In addition to their active dislike of the President, certain individuals strongly believe that both the formulation and implementation of foreign policy should be carried out solely by a “professional elite” and since they are the “professional elite,” they tend to seriously resent the role of the President and his principal personal advisors in the formulation of foreign policy. While this is obviously an attitude which can, at least to a degree, be expected among a group of professional practitioners, it becomes particularly difficult to manage when their personal loyalties lie in the direction of other administrations. What I [Page 708] am attempting to say is that the professional Foreign Service tends to be directed too much toward the carrying out of its own concept of “valid” foreign policy objectives and protecting its own vested interests rather than devoting its energies to implementing in a professional manner foreign policy objectives formulated by the President.

There is, in my opinion, a lack of responsiveness to the wishes of the President and a continuing effort on the part of some to delay and indeed to alter, however subtly, the directives and instructions of the White House.
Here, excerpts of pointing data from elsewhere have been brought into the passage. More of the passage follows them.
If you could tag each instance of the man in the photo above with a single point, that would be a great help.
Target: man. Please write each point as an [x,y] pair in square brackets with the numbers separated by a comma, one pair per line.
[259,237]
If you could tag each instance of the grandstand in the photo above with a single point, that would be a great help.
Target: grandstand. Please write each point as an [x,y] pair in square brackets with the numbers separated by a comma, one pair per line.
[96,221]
This negative attitude toward the President and his policy becomes more fully understandable if one considers actual examples of those who are in positions of authority. A number of the Assistant Secretaries of the Department of State have no particular political ties of any kind, however, the fact that they have reached their positions of prestige and status in the Foreign Service hierarchy under former Administrations tends to make them have a sense of nostalgic regard for these former Presidents and other officials which undoubtedly affects their general attitude. They feel that they have reached their present positions as Assistant Secretaries not as a result of the personal recognition of their abilities by President Nixon but merely as a deserved move up the ladder of the “system.” Since they constitute the “system” they obviously do not feel a degree of personal loyalty to the President, which in my opinion, would be highly desirable.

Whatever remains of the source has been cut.